Regular Bedtime. If you can teach your body and brain when it’s time to go to sleep, you’re less likely to lie in bed wide awake. Go to bed at the same time every night and set your alarm to wake up at the same time every morning—even if you don’t actually have to get up! This will help your circadian rhythm get back on track.

Relaxation Time. Set aside at least an hour before the time you need to go to sleep to just relax. Put away any type of electronic device such as computers or smartphones and concentrate on relaxation. Take a warm bath. Cosy up with a book underneath dim lighting, or even by candlelight. Use lavender essential oil to help with relaxation.

Avoid Certain Substances. People who have insomnia often get into the vicious cycle of requiring caffeine to give them energy and get them through the day. The problem with caffeine is that it is a stimulant which means it can actually produce more anxiety. If you feel anxious or are unable to sleep, try cutting back on caffeine in the morning and cut it out altogether after 2pm or so.

Although many people think that drinking alcohol is helpful in relaxing before bed, it can actually promote problems with sleeplessness. Nicotine is another substance that can interrupt sleep cycles and create problems with insomnia and anxiety.

Melatonin. The production of melatonin is critical for your body to be able to sleep well at night. Melatonin is naturally produced from serotonin, which is a “feel-good” hormone. You can also get your brain to produce melatonin by making sure that you have daily exposure to sunlight. If you live in a dark, cloudy place, consider the use of a light therapy lamp each morning to help promote the production of melatonin while helping set the circadian rhythm. Some people also take melatonin orally, but a doctor should be consulted first.

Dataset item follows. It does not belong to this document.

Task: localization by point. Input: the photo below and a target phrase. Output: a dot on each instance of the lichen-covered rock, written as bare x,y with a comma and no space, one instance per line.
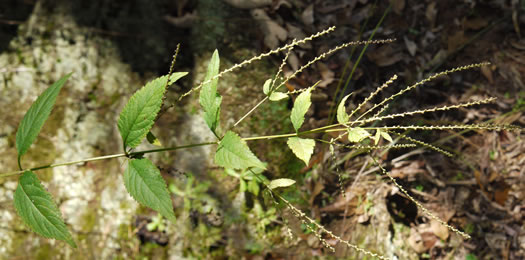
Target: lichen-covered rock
91,196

Counseling. Stress and anxiety can often be relieved by talking to someone about life and gaining perspective or learning coping skills. Your doctor may be able to recommend a therapist or counselor who can help with anxiety and also offer tips on promoting better sleep.

Medication. Some people with chronic insomnia and anxiety need to take medication in order to help them gain the balance they need. Some people take anti-anxiety medication temporarily in order to get out of the vicious cycle, and then can be weaned off of it. Your doctor will help you discern if this is an appropriate option for you.

Weighted Blanket. Some people who struggle with anxiety or sensory issues find that weighted blankets can help. These specialized blankets help to minimize problems with sleeplessness and stress as they provide pressure treatment. The pressure provided by a weighted blanket promotes the production of serotonin and melatonin, may decrease the production of cortisol which can inhibit sleep, and reduces the symptoms of anxiety related to insomnia.

Sleep Study for Insomnia

If your doctor is concerned that you might have other underlying causes for your insomnia, you may be asked to participate in a sleep study. This would likely take place at a sleep clinic where you would stay overnight. The room would probably feel more like a hotel room than a hospital room, but you would be hooked up to a variety of monitors. A sleep study takes measurements such as blood pressure, heart rate, oxygen levels, REM activity, limb movement and other information critical to learning about the cause of your insomnia.

Insomnia 101 ~ Start Here!


Insomnia caused by anxiety is not a pleasant situation, but there is hope of relief. You may have to start small by making some changes in lifestyle habits. But if you are committed to the process and include your doctor on the journey, you should be able to find relief from anxiety and insomnia.